Türkiye’de takvim yapraklarına bakın, her sayfasında bir başka acının izlerini görürüsünüz… Sürgünde ölüme mecbur edilmiş büyük şairlerden, ömrü mahkemelerde geçmiş dev yazarlara, darağacında ideallerini haykırarak son nefesini veren gençlik önderlerinden, sokak ortasında kurşunlanmış, bombalanmış cesur kalemlere ve onların demokratik, özgür toplum düşünü sürdürdüğü, savunduğu için hedef haline getirilmiş gazetecilere, aydınlara, bilim insanlarına uzanan bir süreç var. Bu süreçle yüzleşmeden, bunları yok sayarak, sanki hiç olmamışlar gibi davranarak yeni bir dünya, yeni bir düzen, demokratik bir cumhuriyet yaratılabilir mi?.
Hamasetle düzelme olmaz
“Yaşatacağız” manşetleriyle, “unutmayacağız” sloganlarıyla, anmalarla, kabaran dosyalarla, hesap sormalarla dolu, belalı bir tarih… ve zulüm, yasak, sansür, silah, hapsetme, hedef gösterme, katil gizleme, yok etme dışında yol bilmeyen bir devletin, her devirde yeni kostümlerle yeniden ortaya çıkan baskısı, şiddeti… Bütün bunları değiştirmek sadece lafla, hamasetle olmaz. Özgür birey, sorumlu toplum için demokratik devlet gerekir. Ancak bunun için de yüzleşmek gerek.

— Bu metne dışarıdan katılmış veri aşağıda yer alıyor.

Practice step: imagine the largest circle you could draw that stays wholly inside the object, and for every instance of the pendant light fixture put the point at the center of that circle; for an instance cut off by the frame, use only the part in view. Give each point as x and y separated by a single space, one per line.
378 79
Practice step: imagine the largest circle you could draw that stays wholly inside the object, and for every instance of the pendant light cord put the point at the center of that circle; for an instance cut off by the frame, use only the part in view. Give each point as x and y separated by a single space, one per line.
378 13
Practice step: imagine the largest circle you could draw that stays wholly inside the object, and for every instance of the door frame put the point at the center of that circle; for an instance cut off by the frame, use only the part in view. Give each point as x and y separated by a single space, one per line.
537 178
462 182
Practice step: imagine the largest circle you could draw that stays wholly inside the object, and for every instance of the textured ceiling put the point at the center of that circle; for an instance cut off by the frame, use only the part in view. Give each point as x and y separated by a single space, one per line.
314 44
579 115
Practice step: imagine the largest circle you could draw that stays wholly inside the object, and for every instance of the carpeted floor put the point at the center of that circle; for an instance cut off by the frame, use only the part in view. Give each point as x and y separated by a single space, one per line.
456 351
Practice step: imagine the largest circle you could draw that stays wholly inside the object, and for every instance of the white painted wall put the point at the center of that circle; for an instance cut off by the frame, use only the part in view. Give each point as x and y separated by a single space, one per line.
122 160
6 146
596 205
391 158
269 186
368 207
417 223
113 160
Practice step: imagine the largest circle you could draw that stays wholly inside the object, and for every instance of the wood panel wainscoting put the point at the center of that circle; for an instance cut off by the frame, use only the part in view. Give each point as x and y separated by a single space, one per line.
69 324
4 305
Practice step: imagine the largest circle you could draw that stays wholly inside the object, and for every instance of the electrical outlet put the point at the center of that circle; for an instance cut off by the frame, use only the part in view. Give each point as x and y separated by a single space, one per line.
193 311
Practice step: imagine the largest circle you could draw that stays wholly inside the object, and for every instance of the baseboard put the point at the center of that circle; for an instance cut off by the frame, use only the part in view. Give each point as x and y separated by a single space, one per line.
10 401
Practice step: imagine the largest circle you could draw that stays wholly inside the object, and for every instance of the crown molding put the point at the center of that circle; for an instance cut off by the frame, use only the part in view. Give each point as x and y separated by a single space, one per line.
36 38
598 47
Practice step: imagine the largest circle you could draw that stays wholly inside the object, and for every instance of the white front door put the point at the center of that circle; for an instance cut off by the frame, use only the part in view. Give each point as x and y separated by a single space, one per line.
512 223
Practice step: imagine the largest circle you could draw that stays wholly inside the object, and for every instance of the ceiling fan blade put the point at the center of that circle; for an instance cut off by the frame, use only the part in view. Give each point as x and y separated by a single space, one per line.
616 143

Nâzım’ı yıllarca hapiste tutup hapisten çıktığı gün askere çağıran, dünyanın gözbebeği Yaşar Kemal’i bölücülükten yargılayan, Deniz ve arkadaşlarını acımasızca astıran, Uğur Mumcu’nun, Musa Anter’in, Hrant Dink’in katillerini önce teşvik edip sonra saklayan, aynı devlet değil mi? Birbirini anca mahkeme kapılarında, cezaevlerinde, hastanelerde, mezarlıklarda gören, hep aynı isimler, aynı kesimler değil mi?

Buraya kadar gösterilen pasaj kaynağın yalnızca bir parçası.